Personal information
- Date of birth: July 18, 1974 (age 52)
- Place of birth: United States
- Height: 5 ft 11 in (1.80 m)
- Positions: Defender; midfielder;

College career
- Years: Team / Apps / (Gls)
- 1992–1995: Drake Bulldogs

Senior career*
- Years: Team / Apps / (Gls)
- 1994–1995: Des Moines Menace / 15 / (10)
- 1996–2002: Minnesota Thunder / 99 / (3)

Managerial career
- 2006: Minnesota Thunder (assistant)

= Aaron Leventhal =

American soccer player

Aaron Leventhal (born July 18, 1974) is an American retired soccer player who played professionally in the USL A-League.

Leventhal attended Drake University, playing on the men's soccer team from 1992 to 1995. He is within the top ten of all Drake offensive records.
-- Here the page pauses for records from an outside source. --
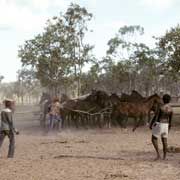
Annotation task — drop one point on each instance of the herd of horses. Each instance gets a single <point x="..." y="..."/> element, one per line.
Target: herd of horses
<point x="98" y="108"/>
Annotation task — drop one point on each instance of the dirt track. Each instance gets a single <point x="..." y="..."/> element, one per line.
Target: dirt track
<point x="108" y="154"/>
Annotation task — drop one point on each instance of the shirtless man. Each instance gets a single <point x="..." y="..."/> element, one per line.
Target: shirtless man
<point x="7" y="126"/>
<point x="161" y="124"/>
<point x="54" y="113"/>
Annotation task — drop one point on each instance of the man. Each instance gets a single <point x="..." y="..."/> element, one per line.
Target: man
<point x="7" y="127"/>
<point x="55" y="113"/>
<point x="161" y="124"/>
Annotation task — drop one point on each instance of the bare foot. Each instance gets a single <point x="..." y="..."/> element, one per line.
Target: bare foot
<point x="157" y="158"/>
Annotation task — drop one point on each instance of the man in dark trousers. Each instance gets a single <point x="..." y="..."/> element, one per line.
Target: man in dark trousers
<point x="7" y="127"/>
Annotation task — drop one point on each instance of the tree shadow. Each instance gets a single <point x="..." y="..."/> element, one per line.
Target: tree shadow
<point x="88" y="157"/>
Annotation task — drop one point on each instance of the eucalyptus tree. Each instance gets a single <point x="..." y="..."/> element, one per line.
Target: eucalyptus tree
<point x="59" y="52"/>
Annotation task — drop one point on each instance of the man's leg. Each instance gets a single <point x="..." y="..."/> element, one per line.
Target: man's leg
<point x="155" y="144"/>
<point x="165" y="145"/>
<point x="59" y="122"/>
<point x="11" y="145"/>
<point x="51" y="121"/>
<point x="2" y="136"/>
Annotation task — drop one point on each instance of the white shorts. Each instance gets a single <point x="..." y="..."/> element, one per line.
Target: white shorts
<point x="160" y="130"/>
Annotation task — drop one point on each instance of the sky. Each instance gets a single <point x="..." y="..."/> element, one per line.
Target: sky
<point x="21" y="20"/>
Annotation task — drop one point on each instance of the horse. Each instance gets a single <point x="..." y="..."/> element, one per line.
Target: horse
<point x="80" y="109"/>
<point x="136" y="109"/>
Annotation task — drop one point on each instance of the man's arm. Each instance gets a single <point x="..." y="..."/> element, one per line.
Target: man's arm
<point x="170" y="120"/>
<point x="155" y="117"/>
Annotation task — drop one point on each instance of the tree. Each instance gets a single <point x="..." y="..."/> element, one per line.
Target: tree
<point x="59" y="52"/>
<point x="170" y="44"/>
<point x="76" y="19"/>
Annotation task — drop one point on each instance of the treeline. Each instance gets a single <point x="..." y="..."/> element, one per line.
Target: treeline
<point x="58" y="56"/>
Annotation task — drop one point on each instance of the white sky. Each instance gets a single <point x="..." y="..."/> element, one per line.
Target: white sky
<point x="20" y="20"/>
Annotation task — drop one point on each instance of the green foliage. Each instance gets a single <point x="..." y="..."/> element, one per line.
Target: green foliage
<point x="170" y="44"/>
<point x="60" y="51"/>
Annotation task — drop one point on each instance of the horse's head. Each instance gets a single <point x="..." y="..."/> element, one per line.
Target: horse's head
<point x="155" y="101"/>
<point x="103" y="99"/>
<point x="114" y="98"/>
In 1995, Leventhal played for the Des Moines Menace in the USISL Premier League. He led the team in scoring as it went to the Sizzlin’ Four Tournament. In 1996, Leventhal turned professional with the Minnesota Thunder of the 1996 USISL Select League. In 1997, the Thunder moved to the USISL A-League. In 1999, they won the A-League championship. Leventhal retired after playing one game at the beginning of the 2002 season.

In May 2006, Levanthal became the strength and conditioning coach for the Minnesota Thunder. He is part of Team Gilboa, an Alpine ski club. He was American Alpine skier Kristina Koznick’s strength and condition coach.